Bile acid intermediates (R)-DHCA and (R)-THCA were elevated in all patients. The median DHCA level in plasma was 4.8 µmol/L (reference value 0.0 µmol/L) and THCA level in plasma was 5.6 µmol/L (reference value 0.0–0.1 µmol/L) (Fig. 5a). In one patient the primary bile acid cholic acid in plasma was below the lower limit of normal (reference value 0.1–4.7 µmol/L) and in five patients the primary bile acid chenodeoxycholic acid was below the lower limit of normal (reference value 0.7–10.0 µmol/L). In four patients, urinary bile acids were measured and C27-bile acid intermediates in urine were detectable in two of those patients. Pristanic acid was elevated in all patients (median 77.0 µmol/L, reference value 0.0–1.6 µmol/L). Phytanic acid was normal in six patients (median 9.5 µmol/L, reference value 0.49–9.88 µmol/L), but it was unclear whether some of these patients were already on a phytanic acid-restricted diet at the time of analysis.

A. Boxplot of (R)-dihydroxycholestenoic acid (DHCA) and (R)-trihydroxycholestenoic acid (THCA) in all patients (n = 12). The upper reference range for DHCA is 0.0 µmol/L and 0.1 µmol/L for THCA. The median is shown as a solid line. B. Boxplot of aspartate aminotransferase (AST) and alanine aminotransferase (ALT) in 11 patients. The upper reference range (40 U/L) is indicated by the dotted horizontal line, the median as a solid line. Outliers are shown as black dots

Blood samples obtained after diagnosis, prior to possible vitamin supplementation, were analyzed for liver function tests, fat soluble vitamins and coagulation parameters. No coagulation parameters and vitamin levels were available for patient 1. Patient 3 was excluded from analysis of liver function tests because of liver cancer at the time of diagnosis. All 11 other patients had normal (total) bilirubin and alkaline phosphatase levels at the time of diagnosis. Only one adult had a slight elevated gamma-glutamyl transferase level in plasma. Five patients had elevated aspartate aminotransferase (AST) levels (median 51 U/L, range 46–146), three of whom are children. All three children also had elevated alanine aminotransferase (ALT) levels (54, 98 and 219 U/L respectively), which none of the adults had (Fig. 5b).

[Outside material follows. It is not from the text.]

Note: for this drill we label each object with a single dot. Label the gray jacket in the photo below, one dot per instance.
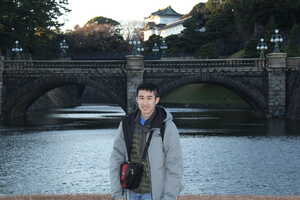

In six out of ten patients vitamin D deficiency was diagnosed, in three out of ten patients vitamin A deficiency and two out of ten patients vitamin E deficiency. Only one patient showed a slight prolonged prothrombin time (PT) and three patients showed a slight prolonged activated partial thromboplastin time (aPTT). Factor VII activity was measured in five patients, who all showed reduced activity (median 64%, reference value 80–140%), none of these patients showed clinical signs of a coagulopathy.